After lunch Linda went to the recycling center and did some grocery shopping while I continued to work in the garage. We had cleared out the east wall and the northeast corner which allowed me to remove wire shelving that was installed there. I also had clear access to the electrical sub-panel so I removed the cover to have a look inside. There were 11 load wires connected, nine to single-pole 120 VAC breakers and two to a double-poll 240 VAC breaker. The power feed from the main panel in the basement was three-wire (2 hot, 1 neutral) not four like it should be, and all of the branch circuit ground wires were bonded to the neutral conductors. This may have been OK at one time but is absolutely not current national electrical code (NEC). Grounds and neutrals in an electrical system should only be bonded (connected together) at one point, usually in the main panel or at the service entrance. For remote sub-panels, such as in a separate building, the ground wires can be connected to a pair of ground rods at least 8 feet long driven into the earth, but this is not an ideal arrangement.
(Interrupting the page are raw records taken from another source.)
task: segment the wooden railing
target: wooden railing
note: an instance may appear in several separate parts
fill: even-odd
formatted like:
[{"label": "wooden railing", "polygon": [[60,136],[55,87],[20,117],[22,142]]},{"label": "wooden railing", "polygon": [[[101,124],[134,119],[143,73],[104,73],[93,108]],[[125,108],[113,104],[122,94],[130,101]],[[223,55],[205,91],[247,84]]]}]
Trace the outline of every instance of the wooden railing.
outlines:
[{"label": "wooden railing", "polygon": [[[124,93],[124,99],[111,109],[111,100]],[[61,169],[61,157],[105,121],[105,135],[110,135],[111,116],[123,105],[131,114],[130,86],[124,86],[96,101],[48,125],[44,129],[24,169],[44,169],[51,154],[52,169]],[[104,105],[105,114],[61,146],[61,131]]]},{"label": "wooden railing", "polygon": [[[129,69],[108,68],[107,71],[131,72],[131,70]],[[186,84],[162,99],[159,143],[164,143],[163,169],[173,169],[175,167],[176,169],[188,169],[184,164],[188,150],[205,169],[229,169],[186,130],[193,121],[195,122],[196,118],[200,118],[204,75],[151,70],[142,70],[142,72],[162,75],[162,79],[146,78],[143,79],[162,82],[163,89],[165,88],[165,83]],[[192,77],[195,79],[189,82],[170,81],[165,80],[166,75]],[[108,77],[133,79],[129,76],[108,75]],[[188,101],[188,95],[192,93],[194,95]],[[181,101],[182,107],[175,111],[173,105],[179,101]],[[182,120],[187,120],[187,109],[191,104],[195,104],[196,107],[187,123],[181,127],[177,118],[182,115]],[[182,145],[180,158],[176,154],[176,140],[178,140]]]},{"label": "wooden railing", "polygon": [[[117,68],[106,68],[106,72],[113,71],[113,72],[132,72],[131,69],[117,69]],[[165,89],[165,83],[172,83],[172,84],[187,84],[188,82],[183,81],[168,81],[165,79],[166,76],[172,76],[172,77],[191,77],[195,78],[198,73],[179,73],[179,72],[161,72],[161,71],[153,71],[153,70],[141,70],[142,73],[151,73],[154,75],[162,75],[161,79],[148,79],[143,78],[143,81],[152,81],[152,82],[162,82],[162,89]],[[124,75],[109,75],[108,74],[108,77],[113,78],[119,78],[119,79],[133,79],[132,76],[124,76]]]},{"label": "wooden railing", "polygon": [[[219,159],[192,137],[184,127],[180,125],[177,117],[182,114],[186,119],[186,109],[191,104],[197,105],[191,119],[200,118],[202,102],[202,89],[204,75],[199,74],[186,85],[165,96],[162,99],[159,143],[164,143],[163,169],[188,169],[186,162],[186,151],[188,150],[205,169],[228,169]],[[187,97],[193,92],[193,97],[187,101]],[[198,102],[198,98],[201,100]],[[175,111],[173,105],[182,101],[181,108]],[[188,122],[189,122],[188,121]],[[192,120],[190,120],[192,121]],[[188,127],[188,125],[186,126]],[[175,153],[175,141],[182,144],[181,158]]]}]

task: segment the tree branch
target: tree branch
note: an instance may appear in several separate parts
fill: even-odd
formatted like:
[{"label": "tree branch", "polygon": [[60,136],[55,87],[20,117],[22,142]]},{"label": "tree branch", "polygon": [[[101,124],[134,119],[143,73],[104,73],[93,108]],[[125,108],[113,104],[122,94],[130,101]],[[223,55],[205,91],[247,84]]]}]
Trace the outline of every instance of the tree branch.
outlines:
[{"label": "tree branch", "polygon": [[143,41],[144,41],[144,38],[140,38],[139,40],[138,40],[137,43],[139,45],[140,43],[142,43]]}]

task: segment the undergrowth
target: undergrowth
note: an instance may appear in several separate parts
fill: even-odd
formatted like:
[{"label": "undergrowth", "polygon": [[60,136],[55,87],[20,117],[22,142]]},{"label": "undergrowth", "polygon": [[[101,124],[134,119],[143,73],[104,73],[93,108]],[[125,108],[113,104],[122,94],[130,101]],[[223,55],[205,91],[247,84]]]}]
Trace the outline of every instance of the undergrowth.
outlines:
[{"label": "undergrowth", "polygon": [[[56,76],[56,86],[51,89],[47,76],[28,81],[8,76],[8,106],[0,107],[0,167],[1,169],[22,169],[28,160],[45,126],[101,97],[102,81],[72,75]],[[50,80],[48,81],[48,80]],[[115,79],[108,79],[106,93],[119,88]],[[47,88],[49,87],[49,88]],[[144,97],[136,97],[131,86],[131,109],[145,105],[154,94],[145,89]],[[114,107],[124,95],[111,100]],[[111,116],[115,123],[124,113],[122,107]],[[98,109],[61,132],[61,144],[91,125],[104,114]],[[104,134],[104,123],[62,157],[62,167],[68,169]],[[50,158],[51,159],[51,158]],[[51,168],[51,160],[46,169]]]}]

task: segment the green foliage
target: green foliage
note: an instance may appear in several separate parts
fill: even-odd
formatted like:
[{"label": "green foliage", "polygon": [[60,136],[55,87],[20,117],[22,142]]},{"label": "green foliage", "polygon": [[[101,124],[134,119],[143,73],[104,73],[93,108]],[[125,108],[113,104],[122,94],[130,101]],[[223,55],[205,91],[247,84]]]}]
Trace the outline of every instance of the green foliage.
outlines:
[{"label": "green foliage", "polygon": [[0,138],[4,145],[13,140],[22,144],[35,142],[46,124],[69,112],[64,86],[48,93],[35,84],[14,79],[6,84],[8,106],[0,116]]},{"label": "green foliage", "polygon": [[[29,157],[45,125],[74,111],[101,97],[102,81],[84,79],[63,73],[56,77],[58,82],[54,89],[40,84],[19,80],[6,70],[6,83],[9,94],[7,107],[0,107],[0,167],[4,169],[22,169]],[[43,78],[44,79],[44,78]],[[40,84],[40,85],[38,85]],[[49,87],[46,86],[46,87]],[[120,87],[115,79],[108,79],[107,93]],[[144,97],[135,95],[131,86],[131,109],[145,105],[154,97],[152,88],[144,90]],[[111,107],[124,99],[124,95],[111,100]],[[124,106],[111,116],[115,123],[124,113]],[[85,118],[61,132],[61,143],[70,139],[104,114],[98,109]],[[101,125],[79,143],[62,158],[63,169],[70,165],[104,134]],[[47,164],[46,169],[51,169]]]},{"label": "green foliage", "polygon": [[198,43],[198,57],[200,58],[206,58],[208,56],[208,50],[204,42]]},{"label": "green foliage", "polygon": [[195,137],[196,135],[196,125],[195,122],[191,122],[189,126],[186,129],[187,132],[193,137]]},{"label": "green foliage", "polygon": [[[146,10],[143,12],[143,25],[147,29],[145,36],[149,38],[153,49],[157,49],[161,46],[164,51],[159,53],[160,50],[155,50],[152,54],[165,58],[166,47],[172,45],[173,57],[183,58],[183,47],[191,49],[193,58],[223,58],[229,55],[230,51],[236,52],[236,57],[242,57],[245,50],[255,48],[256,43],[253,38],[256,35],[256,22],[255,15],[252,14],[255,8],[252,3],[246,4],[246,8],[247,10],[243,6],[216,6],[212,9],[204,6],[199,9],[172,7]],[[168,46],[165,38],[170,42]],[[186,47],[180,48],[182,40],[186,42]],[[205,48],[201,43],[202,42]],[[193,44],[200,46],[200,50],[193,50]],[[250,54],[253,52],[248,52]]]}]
If the resistance is not low enough it will limit the current flow through the ground wire to something less than required to trip the circuit breaker.
After dinner I got a phone call from Gaye, the chair of the FMCA Education Committee. We talked for quite a while about the committee and RVing in general. The whole committee has never met for a face-to-face meeting and many of us do not really know each other, so this was a chance to get better acquainted.